When the fashion designer Lisa Perry put her penthouse at 1 Sutton Place on the market in 2020, the modernist showpiece received fawning write-ups in the design press. Dwell swooned over the “flamboyant” skyline residence “lined in Pop Art,” while Architectural Digest called the stark white walls and flashes of primary color “a hallmark of Perry’s aesthetic.” But the apartment, listed for $45 million, didn’t sell. (Maybe it would have helped to throw in the Lichtenstein nestled between the living-room windows?) It came back on the market to a more muted reception in June 2022, asking $37.5 million, but there weren’t any takers then, either.
A few weeks ago, it was quietly relisted a third time, with Sotheby’s Serena Boardman, at the considerably lower price of $26 million. Photos of Perry’s playful living room and fabulous art collection have been featured in all three listings in a very similar fashion. But of course, the collection the apartment was designed to showcase won’t be included. “I think the price now is probably much more realistic,” says one broker. “It’s a beautiful apartment, but I don’t know that it ever would have traded for $45 million.”
Even $26 million may be optimistic. It’s a difficult market at the moment, and buyers are obsessed with comps, as the brokers I spoke with stressed. The old good co-ops, “incredibly boned” though they are, don’t command the premium they once did. “Look,” one broker told me, “co-ops in general are a much tougher sell these days. No one wants to deal with the boards or the requirements.”
The thing about this apartment — a four-bedroom, six-and-a-half-bath penthouse atop an old-line co-op building — is that, as one broker says, it’s “a particular taste for a particular client.” A perfect home for Lisa Perry, in other words, but maybe not for anyone else. It’s a strikingly contemporary space — gallery-esque with white marble floors and white lacquer walls — in an old-fashioned upper-crust building in a neighborhood known for being much the same. “It’s one of the iconic New York buildings,” one broker says, describing the elegant apartment layouts, the spectacular garden, and the East River views. “But some people have no interest in living in that neighborhood.”
Even the massive terrace, which adds more than 7,000 square feet of outdoor space, is something of a double-edged sword. Everyone wants outdoor space, but “that’s a tremendous amount,” one broker tells me, adding that it’s lovely and all but that such an abundance of terrace would require a ton of upkeep and money. And that’s on top of the co-op’s $38,400 monthly maintenance fees. While some may enjoy tooling around in their townhome’s backyard, a penthouse terrace requires the attention of professionals.
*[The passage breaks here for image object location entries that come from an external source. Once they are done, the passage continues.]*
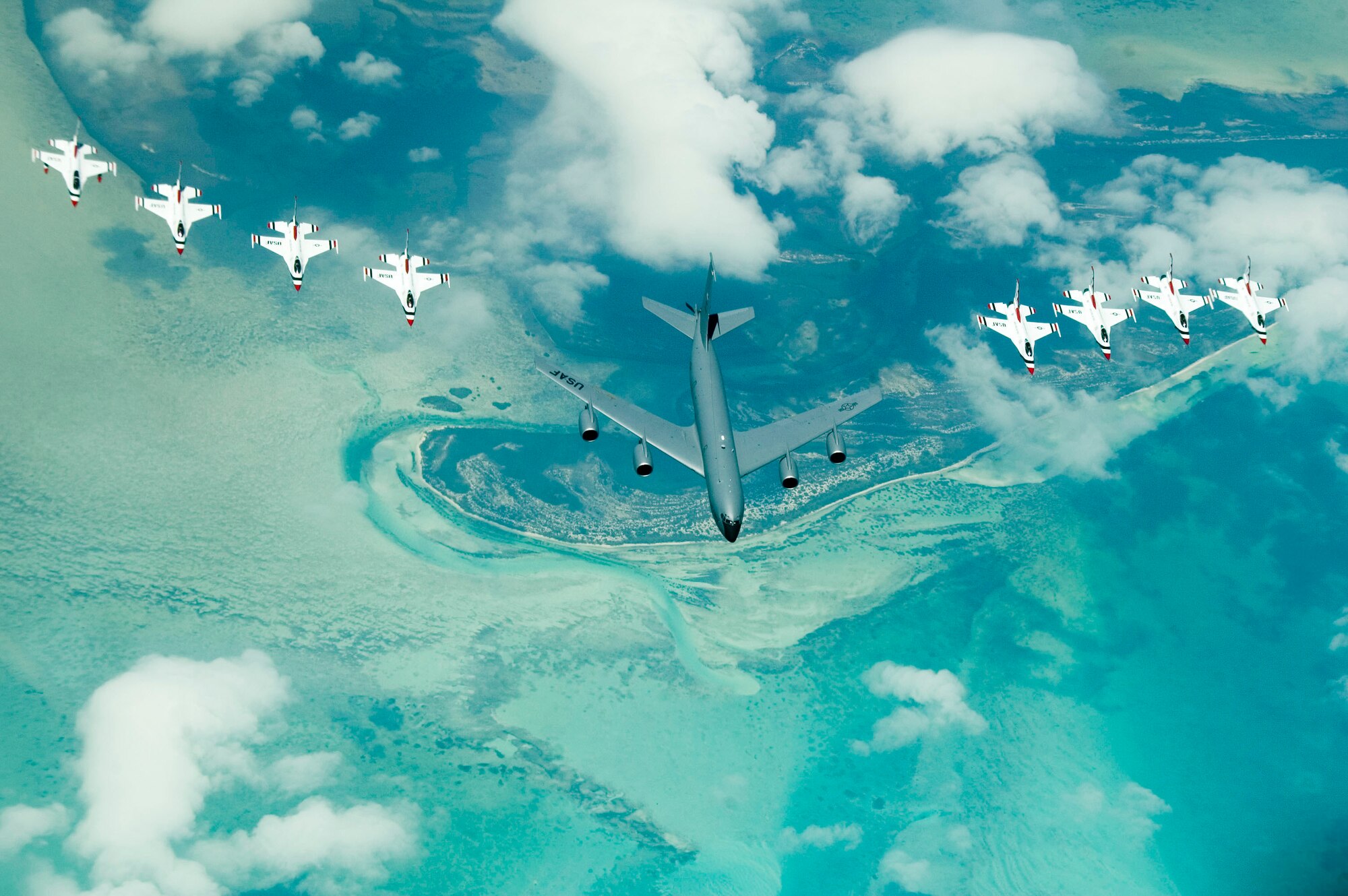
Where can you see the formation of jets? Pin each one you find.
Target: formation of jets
(710, 447)
(1101, 319)
(175, 204)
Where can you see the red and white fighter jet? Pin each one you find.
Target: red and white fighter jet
(1171, 300)
(1018, 327)
(1249, 302)
(293, 247)
(405, 280)
(176, 208)
(75, 165)
(1093, 313)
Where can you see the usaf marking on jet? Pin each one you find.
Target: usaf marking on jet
(1018, 327)
(75, 164)
(1169, 298)
(405, 280)
(1249, 302)
(293, 247)
(1093, 315)
(177, 210)
(711, 447)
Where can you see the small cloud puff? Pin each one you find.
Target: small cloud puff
(250, 41)
(22, 825)
(88, 41)
(305, 119)
(371, 71)
(931, 703)
(932, 91)
(158, 742)
(359, 126)
(998, 204)
(1041, 430)
(818, 837)
(653, 119)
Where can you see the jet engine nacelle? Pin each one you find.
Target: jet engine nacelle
(642, 459)
(590, 428)
(836, 452)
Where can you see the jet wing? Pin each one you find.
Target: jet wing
(384, 276)
(51, 160)
(196, 212)
(273, 245)
(680, 443)
(317, 247)
(158, 207)
(1075, 312)
(1039, 331)
(760, 448)
(427, 281)
(998, 327)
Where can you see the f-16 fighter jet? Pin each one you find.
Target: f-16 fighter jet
(1093, 315)
(72, 161)
(1018, 327)
(1249, 302)
(176, 208)
(293, 247)
(711, 447)
(405, 280)
(1172, 301)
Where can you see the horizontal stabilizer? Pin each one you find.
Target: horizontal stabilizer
(681, 321)
(722, 324)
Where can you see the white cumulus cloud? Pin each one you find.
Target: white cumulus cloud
(21, 825)
(208, 28)
(1000, 203)
(334, 850)
(359, 126)
(871, 208)
(157, 743)
(820, 837)
(932, 91)
(156, 739)
(373, 71)
(249, 41)
(653, 115)
(88, 41)
(929, 701)
(1044, 432)
(305, 119)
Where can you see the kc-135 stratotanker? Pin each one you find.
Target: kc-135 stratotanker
(711, 447)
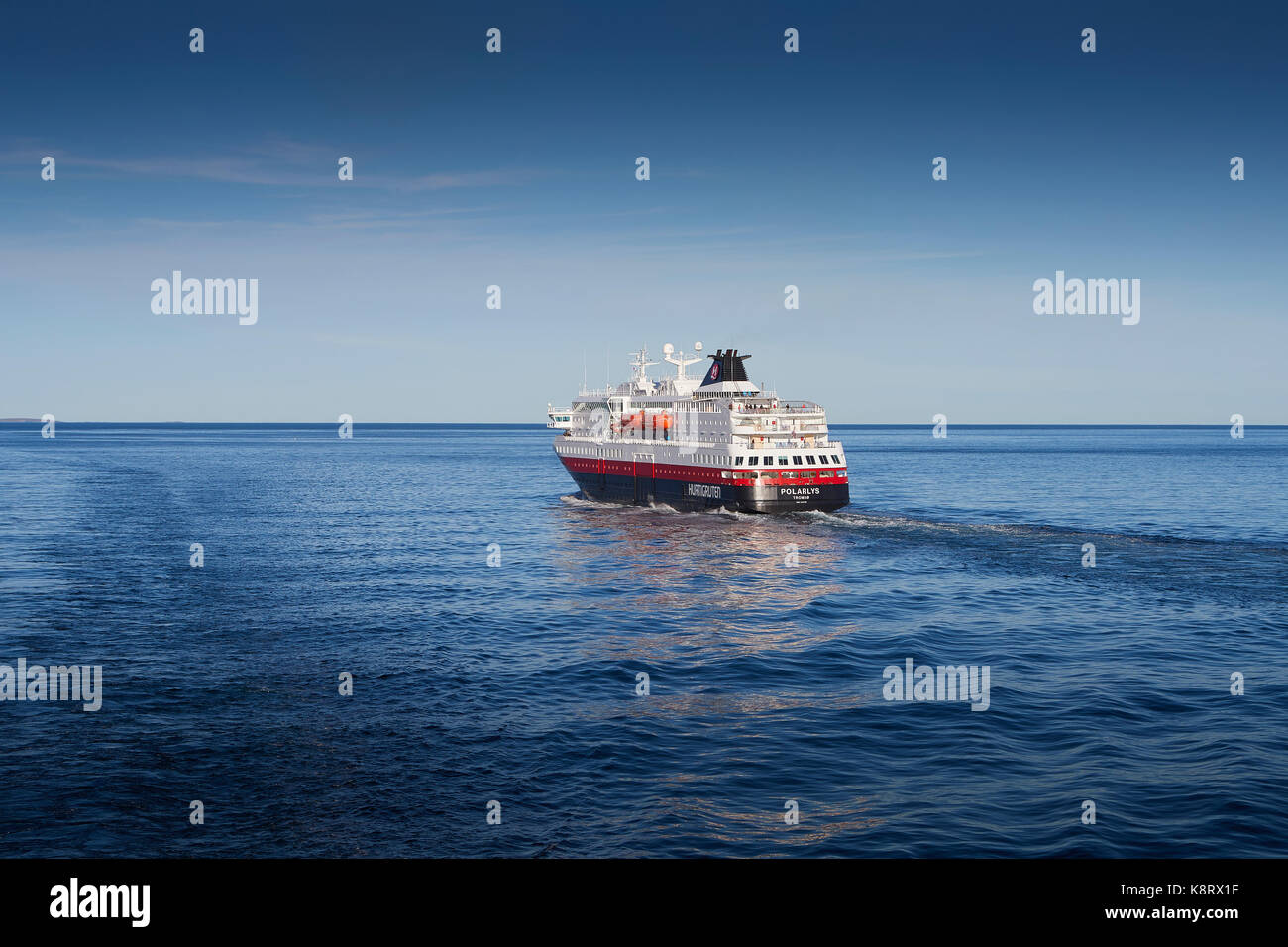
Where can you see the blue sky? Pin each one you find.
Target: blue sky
(516, 169)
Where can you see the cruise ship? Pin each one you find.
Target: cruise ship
(696, 444)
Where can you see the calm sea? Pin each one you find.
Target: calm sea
(516, 684)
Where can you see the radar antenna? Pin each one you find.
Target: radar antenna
(682, 361)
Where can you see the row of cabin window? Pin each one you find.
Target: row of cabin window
(782, 460)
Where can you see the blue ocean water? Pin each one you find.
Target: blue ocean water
(516, 684)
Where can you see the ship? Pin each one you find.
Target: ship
(700, 444)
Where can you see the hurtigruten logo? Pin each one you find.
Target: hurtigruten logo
(206, 298)
(1087, 298)
(941, 684)
(26, 682)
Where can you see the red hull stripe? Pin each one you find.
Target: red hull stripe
(690, 474)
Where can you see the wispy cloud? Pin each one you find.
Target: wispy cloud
(274, 161)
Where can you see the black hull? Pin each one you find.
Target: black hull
(644, 491)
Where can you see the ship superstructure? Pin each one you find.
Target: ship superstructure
(717, 441)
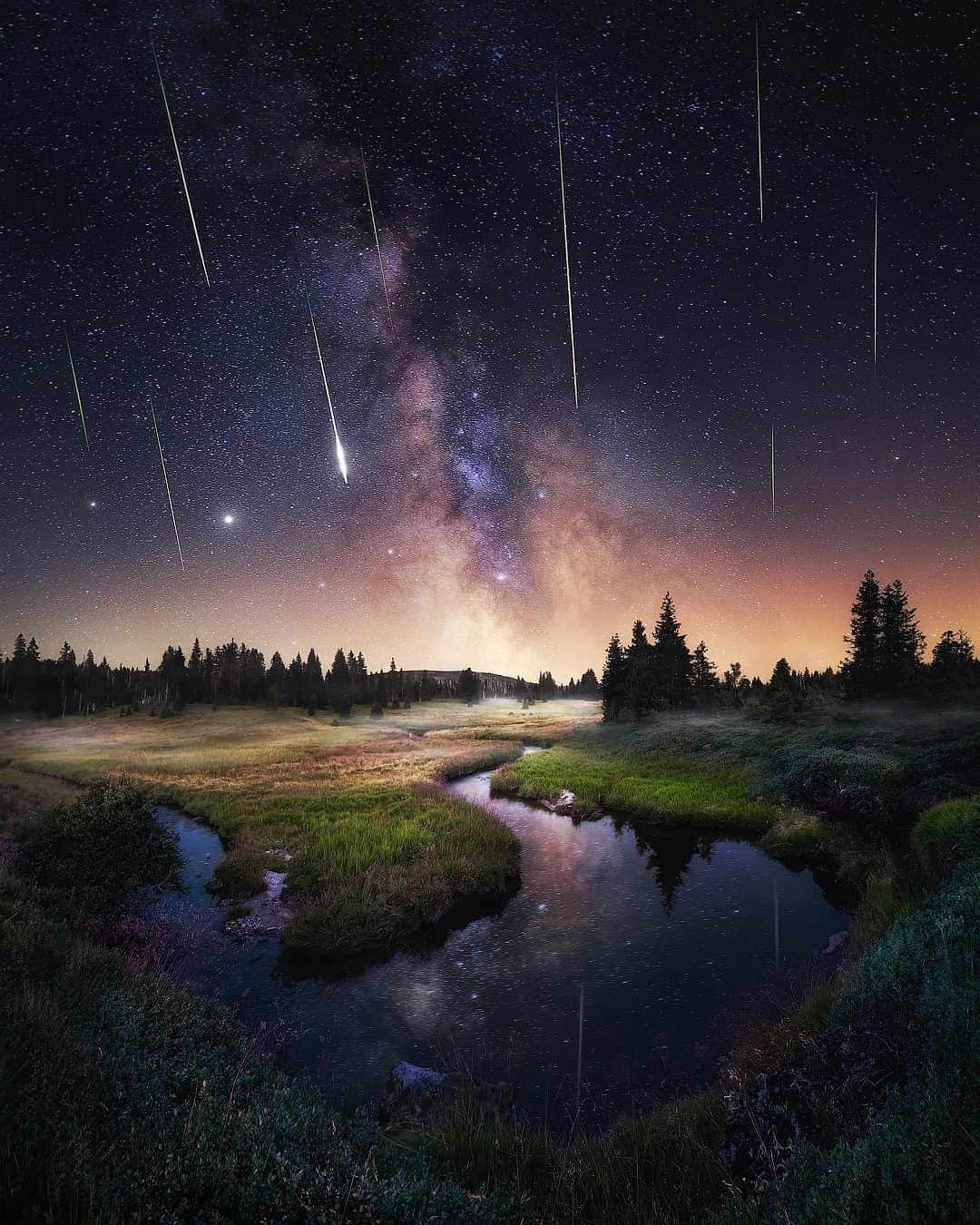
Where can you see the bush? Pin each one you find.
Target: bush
(948, 835)
(916, 1161)
(102, 846)
(125, 1100)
A lot of buyers with $26 million to spend want a building with pools and pet spas and liberal subletting policies, while those willing to forgo all the hottest amenities for a building with gracious old-world charm often want an apartment with gracious old-world charm, too: French doors, wood paneling, marble fireplaces, hardwood floors. (Something more along the lines of 2C, a six-bedroom downstairs with herringbone floors and wood-burning fireplaces with original mantlepieces, asking $8.5 million.)
When Perry and her hedge-funder husband, Richard, bought the apartment from the estate of socialite philanthropist Janet Annenberg Hooker in 2000 for $10.9 million, they hired interior designer Tony Ingrao to obliterate the penthouse’s old-money aura. “Out came old moldings, wainscoting and mantels; in went white lacquer, neon lighting and art by Warhol, Lichtenstein and Vasarely,” the New York Times wrote in 2002.
That was 20 years ago — which is to say, even if a buyer likes the anachronistic quality of Perry’s style in an old-school co-op, it will still need an update. And no one wants to do a renovation right now. “It’s beautiful,” says a broker. “But it’s a period piece.”